Some see the process as the aim, that as long as negotiations are going on – danger is averted. That, however, is a very shortsighted strategy. Raising expectations that cannot be fulfilled ultimately ends in frustration. And frustration gives rise to violence. Ask President Clinton.

He went to Gaza with the promise of a Palestinian state and convened the Camp David summit to keep the process going. And although he had the best of intentions, the result was the deadly second intifada.

President Obama can choose the road less traveled, the one that can make all the difference. Significant improvements on the ground that will tangibly benefit the lives of millions of Palestinians and Israelis are what are most urgently needed.

Let’s launch an ambitious and comprehensive program to dramatically improve human rights in this beleaguered area together.

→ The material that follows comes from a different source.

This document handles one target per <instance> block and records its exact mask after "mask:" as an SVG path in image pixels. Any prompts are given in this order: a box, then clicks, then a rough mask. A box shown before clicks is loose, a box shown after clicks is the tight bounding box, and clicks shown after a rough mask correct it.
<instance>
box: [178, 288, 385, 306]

First and foremost is the right to live unthreatened. Bullets, Molotov cocktails and rocks belong to a language that should disappear. No Israeli or Palestinian child or adult should have to live in fear of them.

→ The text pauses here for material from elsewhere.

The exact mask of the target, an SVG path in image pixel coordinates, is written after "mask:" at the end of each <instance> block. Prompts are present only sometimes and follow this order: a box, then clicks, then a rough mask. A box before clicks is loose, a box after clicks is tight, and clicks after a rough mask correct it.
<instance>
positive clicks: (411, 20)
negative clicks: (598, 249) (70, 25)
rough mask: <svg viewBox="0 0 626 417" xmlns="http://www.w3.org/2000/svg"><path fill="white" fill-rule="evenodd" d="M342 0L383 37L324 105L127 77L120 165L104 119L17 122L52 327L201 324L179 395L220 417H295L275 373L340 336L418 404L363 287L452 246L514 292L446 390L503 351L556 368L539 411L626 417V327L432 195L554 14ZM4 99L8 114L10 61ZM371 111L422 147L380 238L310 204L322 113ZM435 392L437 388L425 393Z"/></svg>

And while both the Israeli and Palestinian education systems bear responsibility in that regard, the heaviest burden to act lies on the shoulders of the Israeli security forces. They must not evade that responsibility.

But enabling life is not enough.

Human rights also mean a dignified life. If security prevails, an active effort to lift restrictions on freedom of movement and activity should begin immediately. The ultimate goal should and could be the dismantling of the security barriers Israel was forced to erect after the vicious terrorist attacks of the early 2000s.

The right to proper housing should be addressed too, despite the opposition of the Palestinian establishment itself. The refugee camps should be completely renovated, making living conditions acceptable.

Sixty-five years after their creation, the great-grandchildren of the original dwellers are entitled to proper housing. And no one, Israeli or Palestinian, should have to live under the constant threat of eviction.

Regarding political rights, while the existence of an autonomous national authority does not address all the expectations and aspirations of the Palestinians, it is the most that can be achieved right now. The PA should be strengthened.

President Obama can choose the well-trodden path, and bring no benefit to the area. Or take the less glamorous but far more effective one and succeed in changing reality.

This is the challenge facing him as Air Force One makes its way to Ben-Gurion Airport.

The author is former chairman of the Council of Jewish Communities in Judea and Samaria.